The global nickel market swung to a wider deficit of 6,700 tonnes in August from the month before, while nickel production at Brazil's Vale fell 4.3 percent year on year in the last quarter.
Deficit expectations rather than the cost of production are lifting nickel prices, according to Colin Hamilton, head of commodities research at BMO Capital Markets.
"Nickel prices are set by the cost of making nickel pig iron in China and (price) moves like we've seen are probably detaching from that anchor," he said.
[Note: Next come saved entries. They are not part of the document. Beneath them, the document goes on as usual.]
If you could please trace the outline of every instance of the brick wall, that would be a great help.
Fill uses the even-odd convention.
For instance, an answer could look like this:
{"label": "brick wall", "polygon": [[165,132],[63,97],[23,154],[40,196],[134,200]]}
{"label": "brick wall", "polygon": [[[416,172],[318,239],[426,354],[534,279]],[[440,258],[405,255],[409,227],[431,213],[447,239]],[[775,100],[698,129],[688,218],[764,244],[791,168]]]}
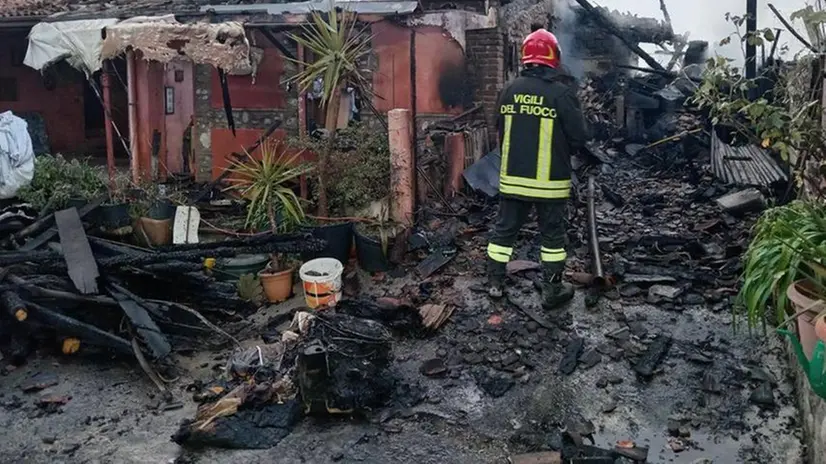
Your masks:
{"label": "brick wall", "polygon": [[496,102],[505,85],[505,37],[499,29],[467,31],[466,44],[474,100],[484,108],[493,139],[496,137]]}

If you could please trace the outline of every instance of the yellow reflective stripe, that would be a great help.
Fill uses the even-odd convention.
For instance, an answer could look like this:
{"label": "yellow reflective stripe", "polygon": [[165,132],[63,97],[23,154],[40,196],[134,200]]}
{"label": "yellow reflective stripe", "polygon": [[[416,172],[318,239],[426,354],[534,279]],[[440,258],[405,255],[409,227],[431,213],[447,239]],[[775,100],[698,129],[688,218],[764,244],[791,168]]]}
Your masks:
{"label": "yellow reflective stripe", "polygon": [[503,247],[495,243],[488,243],[488,257],[498,263],[507,263],[511,260],[513,248]]}
{"label": "yellow reflective stripe", "polygon": [[542,190],[532,187],[520,187],[499,182],[499,193],[505,195],[518,195],[526,198],[540,198],[543,200],[559,200],[569,198],[569,189]]}
{"label": "yellow reflective stripe", "polygon": [[544,190],[569,190],[571,188],[571,180],[536,180],[528,179],[527,177],[516,177],[503,175],[499,179],[501,182],[519,187],[528,187]]}
{"label": "yellow reflective stripe", "polygon": [[542,247],[540,251],[540,258],[546,263],[558,263],[568,259],[568,253],[565,252],[564,248]]}
{"label": "yellow reflective stripe", "polygon": [[551,155],[554,143],[554,120],[539,120],[539,147],[536,152],[536,180],[547,181],[551,177]]}
{"label": "yellow reflective stripe", "polygon": [[508,155],[511,151],[511,124],[513,123],[513,116],[505,116],[505,129],[502,134],[502,166],[499,168],[499,173],[502,176],[508,174]]}

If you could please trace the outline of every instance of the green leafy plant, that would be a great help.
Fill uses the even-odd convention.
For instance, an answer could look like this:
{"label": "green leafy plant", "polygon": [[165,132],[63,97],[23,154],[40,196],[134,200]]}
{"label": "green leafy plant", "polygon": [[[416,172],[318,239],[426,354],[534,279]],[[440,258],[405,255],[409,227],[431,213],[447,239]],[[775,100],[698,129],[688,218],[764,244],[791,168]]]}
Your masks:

Helping copper prices was the receding fear over a slowdown in China's growth. Investors took the view that the reaction to the Chinese central bank chief's warning on Thursday about asset bubbles, was overdone.
"The industrial backdrop is generally pretty good in China," said Hamilton.
China's factory output grew 6.6 percent year-on-year in September, beating expectations, while fixed-asset investment expanded 7.5 percent in January-September, missing forecasts.
NICKEL: Three-month nickel on the London Metal Exchange was up 3.2 percent at $12,110 a tonne by 1016 GMT, after hitting $12,165, its highest since Sept. 8. Nickel has gained almost 4 percent this week, on course for a fourth weekly rise.
SUPPLY: Jinchuan Group, China's top nickel producer, will next year start building a new project in Guangxi that will produce raw materials like nickel and cobalt for electric vehicle (EV) batteries.
COPPER: LME copper rose 1.1 percent to $7,040 a tonne, having rallied at the start of the week above $7,000 a tonne for the first time since September 2014.
TC/RC'S: Aurubis, Europe's biggest copper smelter, will offer its customers 2018 copper cathode premiums of $86 per tonne, unchanged from 2017.
ALUMINA SHORTAGE: Shortages of alumina, the raw material for producing aluminium, may become more severe in the coming months as an environmental crackdown in China is due to shut capacity, forcing smelters to scramble for supplies and pushing up prices.
"Further declines in Chinese aluminium production pushed prices back towards the yearly highs. However, judging by ballooning inventories, much higher private production estimates and raw material supplies, we doubt the official production data," said Julius Baer in a note.
ZINC: Indicating still tight zinc supply, cash zinc last night closed at a premium of $56 a tonne to the three month price <CMZN0-3>.